We consider universal computability of the LCTRS with only rule scheme Calc:

  Signature: cond  :: Int -> Int -> Int -> Int
             if    :: Bool -> Int -> Int -> Int
             min   :: Int -> Int -> Int
             minus :: Int -> Int -> Int

  Rules: minus(x, x) -> 0 | x = x
         minus(x, y) -> cond(min(x, y), x, y) | x = x /\ y = y
         cond(y, x, y) -> 1 + minus(x, y + 1) | y = y /\ x = x
         min(u, v) -> if(u < v, u, v) | u = u /\ v = v
         if(true, u, v) -> u | u = u /\ v = v
         if(false, u, v) -> v | u = u /\ v = v

The system is accessible function passing by a sort ordering that equates all sorts.

We start by computing the initial DP problem D1 = (P1, R UNION R_?, i, c), where:

  P1. (1) minus#(x, y) => min#(x, y) | x = x /\ y = y
      (2) minus#(x, y) => cond#(min(x, y), x, y) | x = x /\ y = y
      (3) cond#(y, x, y) => minus#(x, y + 1) | y = y /\ x = x
      (4) min#(u, v) => if#(u < v, u, v) | u = u /\ v = v

***** We apply the Graph Processor on D1 = (P1, R UNION R_?, i, c).
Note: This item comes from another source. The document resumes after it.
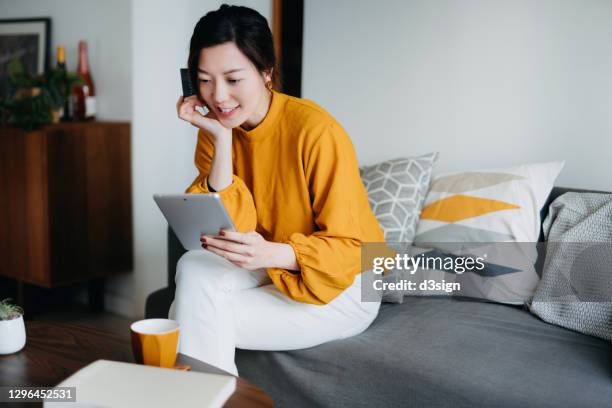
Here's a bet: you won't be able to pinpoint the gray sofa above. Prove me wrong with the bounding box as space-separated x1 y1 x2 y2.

We compute a graph approximation with the following edges:

  1: 4 
  2: 3 
  3: 1 2 
  4:

There is only one SCC, so all DPs not inside the SCC can be removed.

Processor output: { D2 = (P2, R UNION R_?, i, c) }, where:

  P2. (1) minus#(x, y) => cond#(min(x, y), x, y) | x = x /\ y = y
      (2) cond#(y, x, y) => minus#(x, y + 1) | y = y /\ x = x

***** We apply the Usable Rules Processor on D2 = (P2, R UNION R_?, i, c).

We obtain 3 usable rules (out of 6 rules in the input problem).

Processor output: { D3 = (P2, R2, i, c) }, where:

  R2. (1) if(true, u, v) -> u | u = u /\ v = v
      (2) if(false, u, v) -> v | u = u /\ v = v
      (3) min(u, v) -> if(u < v, u, v) | u = u /\ v = v

***** No progress could be made on DP problem D3 = (P2, R2, i, c).